Single by Kodak Black
- Released: October 31, 2017
- Genre: Hip hop; trap;
- Length: 3:22
- Label: Atlantic
- Songwriters: Dieuson Octave; Ryan Vojtesak; Masamune Kudo;
- Producers: Charlie Handsome; Rex Kudo;

Kodak Black singles chronology
| "Pills & Automobiles" (2017) | "Halloween" (2017) | "Codeine Dreaming" (2017) |

Music video
- "Halloween" on YouTube

= Halloween (Kodak Black song) =

2017 single by Kodak Black

"Halloween" is a song by American rapper Kodak Black, released on October 31, 2017 along with a music video directed by Be El Be. It was produced by Charlie Handsome and Rex Kudo.

==Composition==
The song finds Kodak Black melodically rapping.

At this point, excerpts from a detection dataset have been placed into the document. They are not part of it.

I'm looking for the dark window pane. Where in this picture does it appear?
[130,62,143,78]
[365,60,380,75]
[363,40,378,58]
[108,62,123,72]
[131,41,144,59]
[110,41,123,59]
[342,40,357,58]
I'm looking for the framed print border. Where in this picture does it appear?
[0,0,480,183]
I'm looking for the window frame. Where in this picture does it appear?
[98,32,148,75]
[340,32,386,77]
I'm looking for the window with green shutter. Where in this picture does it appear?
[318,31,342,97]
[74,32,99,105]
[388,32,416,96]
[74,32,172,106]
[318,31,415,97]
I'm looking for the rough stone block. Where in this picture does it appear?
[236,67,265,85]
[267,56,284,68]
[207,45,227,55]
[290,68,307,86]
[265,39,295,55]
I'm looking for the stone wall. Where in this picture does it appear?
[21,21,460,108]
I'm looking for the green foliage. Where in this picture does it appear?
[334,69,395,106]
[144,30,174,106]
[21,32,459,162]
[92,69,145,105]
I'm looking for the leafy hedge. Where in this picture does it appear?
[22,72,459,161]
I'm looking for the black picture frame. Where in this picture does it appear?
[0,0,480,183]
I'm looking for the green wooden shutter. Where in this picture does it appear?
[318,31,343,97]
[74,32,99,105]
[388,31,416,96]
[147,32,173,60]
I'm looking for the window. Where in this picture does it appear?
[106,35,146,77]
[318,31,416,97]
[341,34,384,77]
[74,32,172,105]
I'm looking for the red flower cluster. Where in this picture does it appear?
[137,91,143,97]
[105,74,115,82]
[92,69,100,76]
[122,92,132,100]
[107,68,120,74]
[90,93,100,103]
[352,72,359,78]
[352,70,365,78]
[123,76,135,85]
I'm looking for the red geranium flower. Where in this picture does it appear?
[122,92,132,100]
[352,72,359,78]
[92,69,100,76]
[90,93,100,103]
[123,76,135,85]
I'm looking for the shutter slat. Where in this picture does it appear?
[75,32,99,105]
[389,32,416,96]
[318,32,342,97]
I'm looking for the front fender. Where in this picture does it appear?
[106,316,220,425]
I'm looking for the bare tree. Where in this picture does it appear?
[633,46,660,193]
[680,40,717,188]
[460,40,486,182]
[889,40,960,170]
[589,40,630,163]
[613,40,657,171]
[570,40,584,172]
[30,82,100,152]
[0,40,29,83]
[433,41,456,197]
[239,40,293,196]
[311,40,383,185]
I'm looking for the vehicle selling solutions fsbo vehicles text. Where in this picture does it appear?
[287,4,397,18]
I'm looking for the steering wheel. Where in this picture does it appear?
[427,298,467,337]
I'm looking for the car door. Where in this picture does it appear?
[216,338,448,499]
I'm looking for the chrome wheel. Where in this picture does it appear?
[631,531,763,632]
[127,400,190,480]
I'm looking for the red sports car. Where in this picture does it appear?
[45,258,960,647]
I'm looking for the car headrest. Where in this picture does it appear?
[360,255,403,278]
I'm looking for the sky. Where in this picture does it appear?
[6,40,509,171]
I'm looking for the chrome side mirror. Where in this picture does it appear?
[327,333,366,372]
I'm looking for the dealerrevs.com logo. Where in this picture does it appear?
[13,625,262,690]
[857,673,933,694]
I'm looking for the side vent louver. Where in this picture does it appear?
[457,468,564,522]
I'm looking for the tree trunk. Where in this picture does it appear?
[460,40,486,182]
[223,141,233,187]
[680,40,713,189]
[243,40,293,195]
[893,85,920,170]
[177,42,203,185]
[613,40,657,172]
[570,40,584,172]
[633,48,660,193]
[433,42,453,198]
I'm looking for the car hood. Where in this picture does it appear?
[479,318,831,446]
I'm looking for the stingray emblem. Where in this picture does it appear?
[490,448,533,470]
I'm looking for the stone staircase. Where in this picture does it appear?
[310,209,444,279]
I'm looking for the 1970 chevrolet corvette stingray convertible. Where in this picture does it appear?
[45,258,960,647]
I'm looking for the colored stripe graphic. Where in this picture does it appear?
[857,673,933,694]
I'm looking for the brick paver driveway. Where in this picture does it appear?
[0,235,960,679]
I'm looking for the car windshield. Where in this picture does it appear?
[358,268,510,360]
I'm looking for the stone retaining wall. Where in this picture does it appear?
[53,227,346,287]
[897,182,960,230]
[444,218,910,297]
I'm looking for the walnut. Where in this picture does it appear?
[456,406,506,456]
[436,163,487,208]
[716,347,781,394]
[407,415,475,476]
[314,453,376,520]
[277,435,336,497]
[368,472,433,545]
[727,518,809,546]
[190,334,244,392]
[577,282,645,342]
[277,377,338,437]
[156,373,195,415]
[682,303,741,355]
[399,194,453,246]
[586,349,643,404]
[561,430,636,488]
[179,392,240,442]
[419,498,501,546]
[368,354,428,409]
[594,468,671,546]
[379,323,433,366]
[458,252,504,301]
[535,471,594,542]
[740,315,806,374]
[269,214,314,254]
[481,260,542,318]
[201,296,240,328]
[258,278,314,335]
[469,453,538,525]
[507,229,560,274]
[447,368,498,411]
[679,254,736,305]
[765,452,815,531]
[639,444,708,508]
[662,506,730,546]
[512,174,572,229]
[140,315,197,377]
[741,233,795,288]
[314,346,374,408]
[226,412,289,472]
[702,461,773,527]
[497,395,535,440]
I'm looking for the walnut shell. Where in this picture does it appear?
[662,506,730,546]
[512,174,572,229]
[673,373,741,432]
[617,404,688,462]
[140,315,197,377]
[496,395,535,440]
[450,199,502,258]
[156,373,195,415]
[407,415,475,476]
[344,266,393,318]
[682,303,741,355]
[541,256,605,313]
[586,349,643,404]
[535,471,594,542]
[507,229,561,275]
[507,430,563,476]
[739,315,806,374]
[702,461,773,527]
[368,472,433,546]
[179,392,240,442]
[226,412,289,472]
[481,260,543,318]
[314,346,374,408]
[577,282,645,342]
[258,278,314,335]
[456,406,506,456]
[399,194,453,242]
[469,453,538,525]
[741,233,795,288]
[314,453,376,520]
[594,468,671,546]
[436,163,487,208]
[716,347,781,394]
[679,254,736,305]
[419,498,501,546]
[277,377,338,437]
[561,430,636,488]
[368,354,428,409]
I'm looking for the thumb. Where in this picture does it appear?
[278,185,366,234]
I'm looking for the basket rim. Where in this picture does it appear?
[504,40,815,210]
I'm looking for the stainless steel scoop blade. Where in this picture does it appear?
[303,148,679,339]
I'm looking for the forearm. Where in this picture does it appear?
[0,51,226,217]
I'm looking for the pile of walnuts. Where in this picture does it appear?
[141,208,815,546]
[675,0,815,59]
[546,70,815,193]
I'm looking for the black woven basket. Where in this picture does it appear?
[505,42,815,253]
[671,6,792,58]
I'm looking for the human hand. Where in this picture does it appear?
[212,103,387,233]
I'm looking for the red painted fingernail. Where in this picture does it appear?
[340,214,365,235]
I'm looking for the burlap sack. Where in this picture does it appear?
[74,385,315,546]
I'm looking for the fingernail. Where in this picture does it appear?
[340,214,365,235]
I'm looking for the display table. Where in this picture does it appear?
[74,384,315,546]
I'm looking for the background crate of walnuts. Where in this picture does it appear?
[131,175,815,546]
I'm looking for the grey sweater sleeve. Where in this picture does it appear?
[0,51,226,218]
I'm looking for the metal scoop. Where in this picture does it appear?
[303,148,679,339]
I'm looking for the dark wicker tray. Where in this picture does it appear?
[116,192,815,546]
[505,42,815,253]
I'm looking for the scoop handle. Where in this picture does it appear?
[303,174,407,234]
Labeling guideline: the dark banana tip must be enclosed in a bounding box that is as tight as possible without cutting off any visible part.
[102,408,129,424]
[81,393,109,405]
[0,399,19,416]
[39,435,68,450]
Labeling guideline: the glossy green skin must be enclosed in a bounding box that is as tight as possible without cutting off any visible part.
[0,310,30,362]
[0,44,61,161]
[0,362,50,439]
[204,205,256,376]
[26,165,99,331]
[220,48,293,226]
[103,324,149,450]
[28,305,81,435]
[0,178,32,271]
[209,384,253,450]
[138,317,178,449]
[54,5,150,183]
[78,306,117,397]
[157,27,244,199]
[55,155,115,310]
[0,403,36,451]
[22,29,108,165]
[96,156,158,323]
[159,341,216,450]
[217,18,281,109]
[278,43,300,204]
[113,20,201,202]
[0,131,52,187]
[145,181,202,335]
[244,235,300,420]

In the lyrics, he states that he should have been born on Halloween because of his evil deeds, reflects on his childhood and growing up with an absent father, and mentions his prolific streak in releasing albums. Black references several Halloween elements, such as the Devil, demons, costumes (while referring to himself as a wolf in sheep's clothing) and trick or treating. He later explains why he thinks his "cranium got a disease".

==Critical reception==
Kevin Goddard of HotNewHipHop gave a favorable review, writing "Highlighted by its infectious production & catchy flow & delivery, 'Halloween' is another strong addition to Kodak's steady growing catalogue of hits."

==Charts==

| Chart (2017) | Peak position |
|---|---|
| US Bubbling Under Hot 100 (Billboard) | 2 |
| US Hot R&B/Hip-Hop Songs (Billboard) | 45 |

==Certifications==

Certifications for Halloween
| Region | Certification | Certified units/sales |
| United States (RIAA) | Gold | 500,000^{‡} |
^{‡} Sales+streaming figures based on certification alone.